Just one trucker showed up, but the Morrisons were joined by a few hundred bikers in the Flats neighborhoods of Cleveland, just across the Cuyahoga River from the convention center where Donald Trump will accept the Republican nomination for president this week. On Sunday night, Jim and Lorraine strained to hear Lynyrd Skynyrd playing to a crowd dressed in Joseph A. Banks inside the convention center before heading to a nearby bar.
“Do you want 500,000 refugees coming into this country?” Lorraine asked as the conversation quickly turned to politics, which it always does with Jim and Lorraine. “I’m Mexican, but I live in America. This is where I live and this is where my kids live. This is where my dreams are and we need America to be safe.”
Only Trump can promise that for Jim and Lorraine.
It has been a long two weeks for the couple, or at least it might appear that way for those who don’t live their lives on the road. After Chino there was Arizona. Then Vegas and a trip to the Trump Hotel.
“If you’re not a Trump supporter,” Lorraine remembered asking guests there, “then why the fuck are you staying here?”

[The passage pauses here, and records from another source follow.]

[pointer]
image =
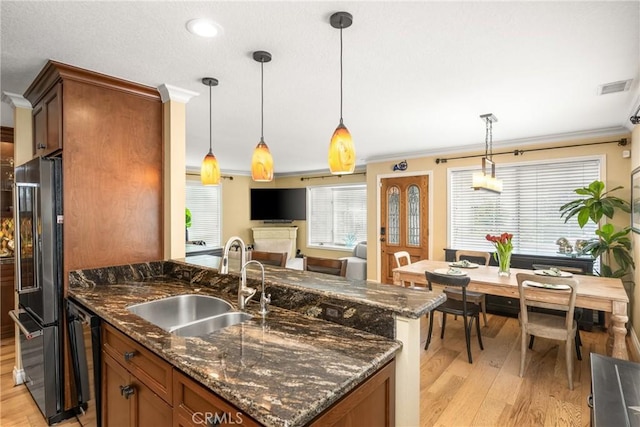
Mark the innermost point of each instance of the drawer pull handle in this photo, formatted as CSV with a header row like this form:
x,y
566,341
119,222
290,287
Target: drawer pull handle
x,y
126,391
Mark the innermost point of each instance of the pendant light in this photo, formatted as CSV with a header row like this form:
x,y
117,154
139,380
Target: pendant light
x,y
342,154
262,161
486,180
210,171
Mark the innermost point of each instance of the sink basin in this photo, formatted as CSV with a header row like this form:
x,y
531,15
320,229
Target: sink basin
x,y
172,312
206,326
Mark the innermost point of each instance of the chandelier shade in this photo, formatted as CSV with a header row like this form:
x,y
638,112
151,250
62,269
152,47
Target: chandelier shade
x,y
342,153
486,179
262,160
210,170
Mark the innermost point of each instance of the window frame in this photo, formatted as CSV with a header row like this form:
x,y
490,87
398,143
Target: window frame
x,y
602,158
334,246
218,188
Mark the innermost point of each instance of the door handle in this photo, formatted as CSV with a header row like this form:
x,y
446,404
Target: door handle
x,y
128,355
127,390
14,314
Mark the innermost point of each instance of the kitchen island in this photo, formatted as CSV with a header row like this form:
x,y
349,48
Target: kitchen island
x,y
285,369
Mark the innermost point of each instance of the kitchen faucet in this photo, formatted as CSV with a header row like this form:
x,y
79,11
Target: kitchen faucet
x,y
264,299
243,290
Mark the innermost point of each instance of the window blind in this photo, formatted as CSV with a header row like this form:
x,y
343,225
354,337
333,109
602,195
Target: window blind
x,y
528,206
337,215
204,204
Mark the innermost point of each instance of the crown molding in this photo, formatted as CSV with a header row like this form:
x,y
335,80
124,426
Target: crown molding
x,y
174,93
543,139
16,101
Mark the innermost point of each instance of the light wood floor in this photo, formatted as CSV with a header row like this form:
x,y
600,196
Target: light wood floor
x,y
488,392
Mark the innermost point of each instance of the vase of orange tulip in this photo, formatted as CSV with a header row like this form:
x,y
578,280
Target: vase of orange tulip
x,y
504,247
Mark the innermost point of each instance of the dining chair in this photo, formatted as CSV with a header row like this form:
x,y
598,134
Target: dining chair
x,y
279,259
337,267
574,270
578,312
403,258
546,325
472,296
464,308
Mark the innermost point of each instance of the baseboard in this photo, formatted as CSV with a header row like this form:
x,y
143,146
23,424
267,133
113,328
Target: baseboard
x,y
18,376
634,351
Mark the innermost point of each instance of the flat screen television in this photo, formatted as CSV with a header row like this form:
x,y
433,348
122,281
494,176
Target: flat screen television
x,y
278,204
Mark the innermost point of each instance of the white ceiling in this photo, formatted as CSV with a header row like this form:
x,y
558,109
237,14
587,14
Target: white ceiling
x,y
417,75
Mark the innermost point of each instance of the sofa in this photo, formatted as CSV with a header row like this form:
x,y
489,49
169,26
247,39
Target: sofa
x,y
357,262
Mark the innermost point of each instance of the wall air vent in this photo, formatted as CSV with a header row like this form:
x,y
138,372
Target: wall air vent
x,y
614,87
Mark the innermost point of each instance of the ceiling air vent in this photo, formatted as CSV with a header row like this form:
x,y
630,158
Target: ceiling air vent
x,y
614,87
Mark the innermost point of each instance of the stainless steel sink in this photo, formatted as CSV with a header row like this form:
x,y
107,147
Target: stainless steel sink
x,y
206,326
173,312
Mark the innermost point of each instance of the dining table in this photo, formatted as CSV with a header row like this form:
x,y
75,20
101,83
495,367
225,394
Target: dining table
x,y
594,292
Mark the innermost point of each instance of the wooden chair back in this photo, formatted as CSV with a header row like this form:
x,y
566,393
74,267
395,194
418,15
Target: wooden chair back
x,y
403,258
337,267
279,259
474,256
468,310
574,270
547,325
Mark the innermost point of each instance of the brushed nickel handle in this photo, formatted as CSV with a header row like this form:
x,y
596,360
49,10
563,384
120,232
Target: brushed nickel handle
x,y
127,390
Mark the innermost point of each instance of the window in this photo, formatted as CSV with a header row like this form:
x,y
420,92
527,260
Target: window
x,y
204,204
337,216
528,206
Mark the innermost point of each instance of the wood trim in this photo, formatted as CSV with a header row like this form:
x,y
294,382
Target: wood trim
x,y
54,71
6,134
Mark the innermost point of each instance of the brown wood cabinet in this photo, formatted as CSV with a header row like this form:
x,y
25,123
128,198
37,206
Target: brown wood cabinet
x,y
128,401
108,132
141,389
47,123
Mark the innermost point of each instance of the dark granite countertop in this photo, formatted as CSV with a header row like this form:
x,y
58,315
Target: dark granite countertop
x,y
281,370
406,302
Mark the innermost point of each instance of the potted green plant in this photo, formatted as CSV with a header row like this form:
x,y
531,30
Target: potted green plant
x,y
609,245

On to Utah, Colorado, then, selling Truckers for Trump shirts and communicating with fans and friends on their Facebook page.
“People say they want to come see us but by the time they got there we’re gone!” Lorraine said. The road and the work it requires doesn’t allow for long stays or leisurely visits.
They stop for the bathroom, fuel, or food. They eat while driving and sleep in the cab. In Colorado Lorraine woke her husband with screams of “Jim! Jim!” as a hydraulic line hissed and power went down somewhere in Colorado, just as it did this week, Lorraine explained.
Then Nebraska, Minnesota, Wisconsin, Indiana, Illinois and, finally, Ohio.
“Might leave tomorrow, might not,” Jim said on Monday, noting there is money to be made.
For the past year as Jim and Lorraine have been on the road working and making a living, coastal media have been dropping in at Trump rallies asking the same questions and trying, desperately trying and often failing, to understand how a blue-blood plutocrat with the baby-soft hands of a banker has managed to capture the support of men like Jim, who has a portion of a finger missing just below the silver skull ‘n’ crossbones ring he wears. How many times do you have to hear, “He says what I’m thinking” before you understand that Trump is a simple man with simple ideas, and that those thoughts are shared by millions?
“He never said you can’t come in here if you’re a Mexican or a nigger or whatever,” Jim said Sunday night of Trump. “What he said was you gotta come in legally. And if you somehow took from that that he’s racist I have to question your sanity.”
Jim, who is white, and Lorraine, who was born in Mexico, are not racist, they said. As for the epithet, Jim explained that there is a difference between a black person and a “nigger”—and President Obama is most definitely the latter.
“Ever since, excuse me for saying this, that nigger got into office, this son of a bitch did everything he could but come out here and shut my truck down,” Jim said, pointing to his rig.
Obama oversaw an increase in taxes that affect men of the road, Jim lamented, while Trump has promised to do away with regulations, vaguely explained by the candidate as, well, he hasn’t really ever explained what he means. But Jim doesn’t need an explanation. Just the fact that someone is saying what he’s thinking has him sold. Trump will help men like Jim simply because he says he will. Trump is not a racist because how could he be? Lorraine is Mexican and she supports him.
“We talked to these black guys in the parking lot today and they told us they were for Trump, but that they just couldn’t tell anyone that because they’d be shunned or something,” she explained on Sunday night.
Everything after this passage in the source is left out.